Beware of scammers - they don’t wield a gun like Ned Kelly did
Jerilderie account ledger - a record also of banking interrupted by Ned Kelly's gang.
There’s a bank ledger in Westpac’s archives with page after page of neat copper-plate records of small-town deposits and withdrawals, until you get to the page for February 8, 1879, where there is a large tea stain.
Kim Eberhard, Westpac’s head of historical services, says the momentary lapse is understandable.
“Ned Kelly - and everything that comes with Ned - is standing right in front of him,” she says of the young clerk in the NSW town of Jerilderie who was taking a tea-break when the Kelly gang arrived to steal more than £2000 and burn the documents they found in the safe.
The history of bank robberies and fraud holds a dark mirror to the technology we use to protect our assets. In Australia’s lawless early years, the target was physical cash stored at isolated branches. The weapon of choice was a gun.
“One of the very first things that we acquired when we set up the bank in 1817 was a blunderbuss, and it had to be specially imported from England,” says Eberhard of the Bank of New South Wales, which became Westpac in 1982.
The gun was a declaration of intent as much as a practical deterrent. “It set the tone for the way that we would try and protect not just our assets but also the assets of our customers,” Eberhard says.
It was also, she says, a hard habit to break. The bank was still issuing guns to its managers right up to the early 1980s. “They used to have to go up on to the roof of our headquarters building on George Street (in Sydney) and hit a target on a wall to prove they could shoot,” says Eberhard.
By the 1980s, most villains had moved on, replacing violence and brute force with the con. More police, better communications and less physical cash stored on the premises had swung the balance away from men with guns to white-collar criminals who hit the process rather than the vault. Forged signatures, stolen cheques and falsified promissory notes became their stock-in-trade.
When electronic book keeping and fast reconciliation made cheque fraud harder, the criminals moved on to credit card fraud. When ATMs appeared, they designed skimmers and hidden cameras to steal PINs.
A gold escort gets ready in 1906. (Image: Westpac Archives)
Ben Young, Westpac’s current head of fraud prevention, is on the frontline in the increasingly sophisticated battle against fraudsters. “Fraud and security has changed a lot in the last few years,” he says.
“We’ve seen the rise of deep fakes and bots and high volume SMSs and cryptocurrency.
“But believe it or not, our fraud and scam numbers have actually come down in the last few years because we’ve also made huge investments in our technology.

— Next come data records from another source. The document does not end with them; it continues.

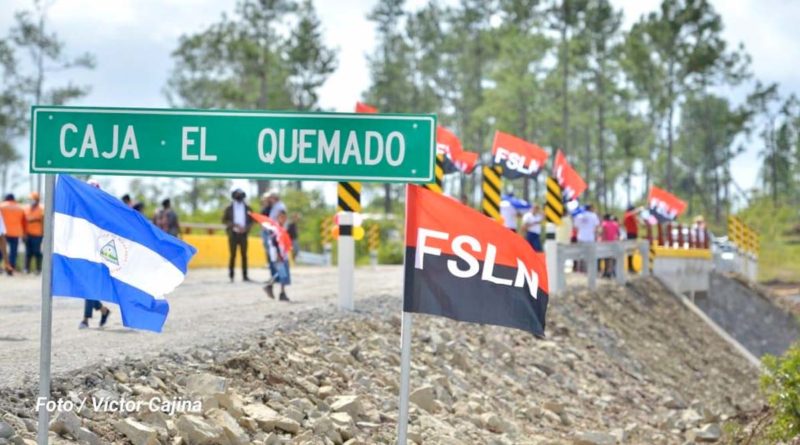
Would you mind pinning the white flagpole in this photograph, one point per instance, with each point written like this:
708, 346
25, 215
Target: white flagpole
405, 358
405, 372
47, 309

“When you stand at an ATM, or you tap your card at the jewellers, or you log in to try and pay someone $15,000… Even though all of those banking moments feel like they occur in real time, the bank is making an awful lot of assessments about that payment: not just which card is it, and is it the right card, but also, behaviourally, does this feel right and does it match against this customer’s history?” he says.
“Banks are very good at learning from others’ mistakes,” he adds.
“It’s a real community of the good guys working together to keep the bad guys out.”
Scammers have the biggest impact targeting Australians and businesses, with reports people lost $2.2bn to scams last year - including $840m to investment scams.
“The No 1 problem is investment scams - some of them are amazingly sophisticated these days,” he says. “The domestic impersonation scam is very, very common and will trap even people who think of themselves as very conservative investors.”
People tend to place too much trust in their instincts, Young says.
“We have at least one victim a day who will say to us ‘He had this very posh English accent’ or ‘The font looked very professional on the website’.
“There’s a point where people’s ability to do due diligence on an investment runs into things that don’t make sense.”
Young has three recommendations.
“First, take your time. Trying to rush you into something is at the heart of a lot of the scams.
"Second: don’t ever lie to your bank. There are so many scams out there where the scammers’ main message is that your bank is working against you. Anyone who ever tells you to lie to the bank is trying to steal your money, pure and simple.
"And third, just read any messages or pop ups. If we’re putting it there, it’s for a very good reason. So please read it and respond to it accordingly; it allows the bank and the customer to work together to find all the frauds and scams that are out there,” he says.